A reabertura e os velhos hábitos
Em Brasília,
onde moro, quase todas as atividades econômicas de prestação de serviços estão
reabertas. Se era o caso de reabrir tão cedo ou não, não será a pauta desse
artigo. Particularmente não concordo. Cedo demais em virtude das altas taxas de
pessoas infectadas ou se infectando, transmissão alta e mortes ainda em ascensão.

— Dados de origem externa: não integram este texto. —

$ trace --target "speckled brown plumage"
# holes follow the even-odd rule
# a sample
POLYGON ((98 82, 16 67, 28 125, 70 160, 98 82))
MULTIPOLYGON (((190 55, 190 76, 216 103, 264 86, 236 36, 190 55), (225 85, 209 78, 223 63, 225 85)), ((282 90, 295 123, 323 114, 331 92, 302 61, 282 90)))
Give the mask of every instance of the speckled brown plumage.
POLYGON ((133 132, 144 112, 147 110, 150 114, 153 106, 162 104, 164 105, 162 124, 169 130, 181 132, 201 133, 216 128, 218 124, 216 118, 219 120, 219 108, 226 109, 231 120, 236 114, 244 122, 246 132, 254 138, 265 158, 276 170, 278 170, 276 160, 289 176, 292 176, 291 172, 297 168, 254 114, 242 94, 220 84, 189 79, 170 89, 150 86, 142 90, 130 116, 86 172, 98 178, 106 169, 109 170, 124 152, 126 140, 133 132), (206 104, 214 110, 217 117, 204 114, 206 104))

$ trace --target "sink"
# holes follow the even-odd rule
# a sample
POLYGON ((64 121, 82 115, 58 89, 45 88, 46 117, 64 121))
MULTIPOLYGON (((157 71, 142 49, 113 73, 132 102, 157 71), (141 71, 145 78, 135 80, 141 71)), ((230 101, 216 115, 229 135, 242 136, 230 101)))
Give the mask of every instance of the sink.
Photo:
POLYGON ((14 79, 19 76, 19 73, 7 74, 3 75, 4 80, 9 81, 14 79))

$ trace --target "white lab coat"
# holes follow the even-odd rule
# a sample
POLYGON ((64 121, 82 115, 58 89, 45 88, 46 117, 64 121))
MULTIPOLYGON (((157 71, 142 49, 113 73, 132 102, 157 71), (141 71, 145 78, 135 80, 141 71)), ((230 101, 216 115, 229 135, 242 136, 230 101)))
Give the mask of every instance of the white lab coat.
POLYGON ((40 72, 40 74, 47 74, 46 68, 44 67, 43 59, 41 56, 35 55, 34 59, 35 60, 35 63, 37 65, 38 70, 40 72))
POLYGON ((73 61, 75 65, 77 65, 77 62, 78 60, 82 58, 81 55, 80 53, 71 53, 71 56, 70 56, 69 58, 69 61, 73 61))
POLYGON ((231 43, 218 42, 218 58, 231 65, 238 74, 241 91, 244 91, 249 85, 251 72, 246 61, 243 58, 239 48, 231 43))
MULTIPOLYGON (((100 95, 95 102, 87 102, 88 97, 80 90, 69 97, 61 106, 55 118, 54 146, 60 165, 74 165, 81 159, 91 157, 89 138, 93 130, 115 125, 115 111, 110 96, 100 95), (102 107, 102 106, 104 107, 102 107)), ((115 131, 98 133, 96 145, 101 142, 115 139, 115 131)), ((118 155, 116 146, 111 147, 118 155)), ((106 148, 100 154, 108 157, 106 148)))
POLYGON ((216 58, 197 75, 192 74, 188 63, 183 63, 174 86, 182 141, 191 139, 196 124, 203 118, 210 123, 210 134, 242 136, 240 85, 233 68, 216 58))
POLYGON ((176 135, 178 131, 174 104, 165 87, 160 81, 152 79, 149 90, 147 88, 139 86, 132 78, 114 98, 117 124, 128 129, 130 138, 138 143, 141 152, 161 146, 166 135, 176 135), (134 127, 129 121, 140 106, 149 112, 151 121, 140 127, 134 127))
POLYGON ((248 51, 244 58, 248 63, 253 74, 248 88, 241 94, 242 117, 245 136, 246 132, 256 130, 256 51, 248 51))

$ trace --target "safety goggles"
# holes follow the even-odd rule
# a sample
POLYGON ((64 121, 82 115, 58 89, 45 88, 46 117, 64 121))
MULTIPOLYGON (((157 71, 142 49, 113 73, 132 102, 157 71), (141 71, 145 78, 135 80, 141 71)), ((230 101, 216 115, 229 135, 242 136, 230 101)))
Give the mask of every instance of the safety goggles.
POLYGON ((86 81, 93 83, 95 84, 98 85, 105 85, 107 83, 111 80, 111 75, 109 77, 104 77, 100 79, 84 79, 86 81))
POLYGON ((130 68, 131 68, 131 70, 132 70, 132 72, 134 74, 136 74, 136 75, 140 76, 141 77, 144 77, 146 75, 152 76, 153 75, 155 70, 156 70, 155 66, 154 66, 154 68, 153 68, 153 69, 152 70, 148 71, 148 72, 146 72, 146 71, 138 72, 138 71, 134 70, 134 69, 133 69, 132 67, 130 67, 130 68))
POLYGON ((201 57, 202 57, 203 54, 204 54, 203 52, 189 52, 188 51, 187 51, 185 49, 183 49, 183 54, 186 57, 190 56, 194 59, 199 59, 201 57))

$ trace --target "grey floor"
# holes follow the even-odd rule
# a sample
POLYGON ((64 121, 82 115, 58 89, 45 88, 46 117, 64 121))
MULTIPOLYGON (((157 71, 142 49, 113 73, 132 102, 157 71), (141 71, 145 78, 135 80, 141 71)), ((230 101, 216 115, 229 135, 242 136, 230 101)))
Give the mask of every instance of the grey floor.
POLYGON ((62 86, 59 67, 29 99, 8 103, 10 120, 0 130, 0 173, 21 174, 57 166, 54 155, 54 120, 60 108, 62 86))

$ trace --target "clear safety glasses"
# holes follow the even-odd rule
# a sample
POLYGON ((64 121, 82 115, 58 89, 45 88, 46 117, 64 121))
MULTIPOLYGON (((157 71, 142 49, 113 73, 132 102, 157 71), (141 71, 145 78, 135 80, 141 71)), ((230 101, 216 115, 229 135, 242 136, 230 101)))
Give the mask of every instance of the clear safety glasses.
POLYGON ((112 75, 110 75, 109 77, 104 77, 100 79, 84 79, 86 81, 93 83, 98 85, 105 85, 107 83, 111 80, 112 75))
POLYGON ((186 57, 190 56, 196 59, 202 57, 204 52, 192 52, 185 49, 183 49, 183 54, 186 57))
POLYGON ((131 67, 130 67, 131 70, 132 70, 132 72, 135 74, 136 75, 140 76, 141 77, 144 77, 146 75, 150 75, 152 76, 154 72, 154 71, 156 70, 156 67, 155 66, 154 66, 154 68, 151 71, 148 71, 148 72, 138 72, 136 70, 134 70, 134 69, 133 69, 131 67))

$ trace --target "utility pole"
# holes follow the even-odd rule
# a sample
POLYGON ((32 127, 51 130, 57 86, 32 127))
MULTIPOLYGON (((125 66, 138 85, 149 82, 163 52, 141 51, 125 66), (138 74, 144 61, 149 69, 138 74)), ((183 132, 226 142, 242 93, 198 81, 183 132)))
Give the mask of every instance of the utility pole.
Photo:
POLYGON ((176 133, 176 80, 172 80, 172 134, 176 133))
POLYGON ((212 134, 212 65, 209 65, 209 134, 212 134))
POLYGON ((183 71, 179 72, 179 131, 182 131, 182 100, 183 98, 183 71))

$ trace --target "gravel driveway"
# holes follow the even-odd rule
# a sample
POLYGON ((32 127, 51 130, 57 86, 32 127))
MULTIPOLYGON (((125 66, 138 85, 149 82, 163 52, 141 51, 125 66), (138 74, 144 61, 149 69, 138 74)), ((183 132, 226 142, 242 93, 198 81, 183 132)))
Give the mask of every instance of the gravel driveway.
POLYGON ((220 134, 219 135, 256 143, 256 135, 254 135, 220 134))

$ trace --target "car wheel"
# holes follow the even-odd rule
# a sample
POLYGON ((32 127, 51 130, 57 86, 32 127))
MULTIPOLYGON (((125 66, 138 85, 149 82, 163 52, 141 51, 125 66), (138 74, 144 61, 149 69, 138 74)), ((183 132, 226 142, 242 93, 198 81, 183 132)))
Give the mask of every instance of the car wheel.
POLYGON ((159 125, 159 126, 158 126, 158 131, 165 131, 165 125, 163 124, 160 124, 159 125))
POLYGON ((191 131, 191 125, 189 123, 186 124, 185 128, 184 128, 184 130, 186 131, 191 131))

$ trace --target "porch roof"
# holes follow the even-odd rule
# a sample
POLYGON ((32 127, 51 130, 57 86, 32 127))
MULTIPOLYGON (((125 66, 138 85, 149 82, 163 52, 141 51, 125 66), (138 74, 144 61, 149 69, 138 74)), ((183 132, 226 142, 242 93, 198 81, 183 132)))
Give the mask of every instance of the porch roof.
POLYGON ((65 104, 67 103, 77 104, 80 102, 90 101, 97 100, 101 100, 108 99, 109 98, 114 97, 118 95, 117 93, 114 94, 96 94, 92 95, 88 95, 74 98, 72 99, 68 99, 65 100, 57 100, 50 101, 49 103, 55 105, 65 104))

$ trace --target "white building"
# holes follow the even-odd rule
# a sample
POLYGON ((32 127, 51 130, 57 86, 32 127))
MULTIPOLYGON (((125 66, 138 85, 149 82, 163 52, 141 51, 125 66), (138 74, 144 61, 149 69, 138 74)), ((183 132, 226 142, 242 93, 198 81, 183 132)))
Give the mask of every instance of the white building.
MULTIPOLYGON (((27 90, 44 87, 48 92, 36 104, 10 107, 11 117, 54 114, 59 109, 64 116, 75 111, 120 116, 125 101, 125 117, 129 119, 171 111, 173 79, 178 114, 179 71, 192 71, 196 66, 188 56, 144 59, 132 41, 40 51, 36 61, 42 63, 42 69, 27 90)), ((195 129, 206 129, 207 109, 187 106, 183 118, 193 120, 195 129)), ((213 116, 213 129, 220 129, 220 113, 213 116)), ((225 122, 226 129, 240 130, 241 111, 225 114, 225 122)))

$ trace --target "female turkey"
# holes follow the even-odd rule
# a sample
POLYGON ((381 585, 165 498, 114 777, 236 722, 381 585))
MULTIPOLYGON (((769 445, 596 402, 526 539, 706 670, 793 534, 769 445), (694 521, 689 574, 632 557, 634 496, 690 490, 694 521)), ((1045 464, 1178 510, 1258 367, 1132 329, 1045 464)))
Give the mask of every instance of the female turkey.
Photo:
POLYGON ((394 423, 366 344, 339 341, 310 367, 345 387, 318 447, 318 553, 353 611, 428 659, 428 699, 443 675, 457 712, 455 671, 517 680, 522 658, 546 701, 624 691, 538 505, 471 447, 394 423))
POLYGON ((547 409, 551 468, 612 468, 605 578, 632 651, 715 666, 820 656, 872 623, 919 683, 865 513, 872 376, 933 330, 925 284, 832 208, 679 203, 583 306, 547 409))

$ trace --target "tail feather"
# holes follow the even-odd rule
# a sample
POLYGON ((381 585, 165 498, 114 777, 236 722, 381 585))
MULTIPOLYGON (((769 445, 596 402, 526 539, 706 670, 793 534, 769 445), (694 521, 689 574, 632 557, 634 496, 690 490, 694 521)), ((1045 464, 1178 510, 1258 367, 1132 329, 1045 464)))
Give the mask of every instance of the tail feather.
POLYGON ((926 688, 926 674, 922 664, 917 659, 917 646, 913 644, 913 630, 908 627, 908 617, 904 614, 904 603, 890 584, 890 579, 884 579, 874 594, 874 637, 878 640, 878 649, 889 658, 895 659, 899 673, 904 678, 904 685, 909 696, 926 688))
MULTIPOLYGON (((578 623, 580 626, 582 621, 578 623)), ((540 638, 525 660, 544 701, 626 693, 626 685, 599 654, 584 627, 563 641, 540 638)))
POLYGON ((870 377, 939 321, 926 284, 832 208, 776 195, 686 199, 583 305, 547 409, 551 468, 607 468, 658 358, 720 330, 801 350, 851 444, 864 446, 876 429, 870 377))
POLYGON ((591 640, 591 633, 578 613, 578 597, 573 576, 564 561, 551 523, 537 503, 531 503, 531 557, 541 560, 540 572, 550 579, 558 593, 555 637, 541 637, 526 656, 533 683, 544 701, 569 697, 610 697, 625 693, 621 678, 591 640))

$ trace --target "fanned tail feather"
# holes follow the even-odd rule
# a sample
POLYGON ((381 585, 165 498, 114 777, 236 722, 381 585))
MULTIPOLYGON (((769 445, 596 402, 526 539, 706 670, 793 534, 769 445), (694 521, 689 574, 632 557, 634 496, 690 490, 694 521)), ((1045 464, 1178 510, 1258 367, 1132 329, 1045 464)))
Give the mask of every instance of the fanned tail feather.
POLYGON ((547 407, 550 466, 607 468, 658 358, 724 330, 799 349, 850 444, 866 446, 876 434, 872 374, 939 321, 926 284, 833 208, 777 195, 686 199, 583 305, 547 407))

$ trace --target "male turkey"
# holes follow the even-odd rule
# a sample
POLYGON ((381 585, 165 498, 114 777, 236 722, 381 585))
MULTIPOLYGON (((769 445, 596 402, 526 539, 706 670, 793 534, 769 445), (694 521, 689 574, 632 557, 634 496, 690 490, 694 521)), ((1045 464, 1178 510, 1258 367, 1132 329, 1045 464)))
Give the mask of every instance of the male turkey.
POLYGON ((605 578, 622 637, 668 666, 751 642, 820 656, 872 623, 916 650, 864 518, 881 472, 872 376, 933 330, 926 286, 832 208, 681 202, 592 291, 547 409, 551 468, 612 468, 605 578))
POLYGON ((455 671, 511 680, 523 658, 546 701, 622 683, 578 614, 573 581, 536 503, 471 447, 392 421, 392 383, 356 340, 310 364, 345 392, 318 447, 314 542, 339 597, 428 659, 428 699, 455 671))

Hospitais quase ou já saturados. Falta de testagem ampla e acessível.
Mas já que
permitiram reabrir, vou tomar como exemplo os restaurantes. Foram emitidas
normas pelas autoridades de saúde. Provavelmente uma boa parte desses
estabelecimentos está seguindo. Mas esqueceram um fator crucial: o
comportamento dos frequentadores. Não o comportamento determinado pela
Vigilância Sanitária, mas o comportamento social que, seja pela falta de
informação ou mero hábito, coloca em risco torna menos efetivas as regras estabelecidas.
A realidade
é que as pessoas ainda não tiveram tempo ou discernimento de mudarem seus
hábitos. Hábitos e costumes são comportamentos sociais. Alguns deles aprendidos
e internalizados desde a infância. Sejam bons ou ruins. E é muito difícil mudar
comportamentos. Vejamos então o exemplo que se segue.
Entro em um
restaurante, onde fazia minhas refeições habitualmente e, após a reabertura
parcial, para comprar a comida no balcão elevar para casa, ou pedir por um
entregador, não me sento à mesa. Como disse, apesar de poder fazer isso agora,
por conta de um decreto, ainda acho temerário. Não por achar que esse
estabelecimento não está seguindo as recomendações, mas por convicção que não
está certo. As razões já citei mais acima.
Pois bem. Enquanto
aguardo minha comida ser embalada, vejo em uma mesa um casal. Parecem ser
colegas de trabalho. Estão almoçando e conversando. O distanciamento das mesas
está correto. Retiraram mais da metade. O álcool em gel e as toalhas
descartáveis estão presentes. Os garçons, devidamente paramentados. O ambiente
não é fechado e há boa circulação de ar. As pessoas entram de máscara, usam o
desinfetante nas mãos e sentam-se.
No momento
em que a comida chega à mesa, abaixam suas máscaras. Obvio. Aí começa o erro e
o risco do comportamento vigente. Provavelmente por força do hábito, sentam em
uma mesa de quatro lugares, um de frente para o outro. Fico imaginando, em um
cenário bem factível, que entre as garfadas de comida, risos e a conversa em
tom ligeiramente alto, os vírus (de todos os tipos, sendo lançados nos rostos,
pratos e superfícies um do outro).
Vou mais
além e imagino que, sendo colegas de trabalho, estão usando máscaras e
desinfetante para as mãos em seu local de trabalho, onde algumas medidas de
prevenção devem ter sido tomadas. Mas quem pode garantir, que um dos dois, ou
mesmo ambos, não sejam infectados assintomáticos? A garantia de ser seu colega
próximo de trabalho, estar aparentando boa saúde não garante nada.
Pensando no
pior, como forma de ser precavido, fico imaginando que um dos dois esteja contaminado.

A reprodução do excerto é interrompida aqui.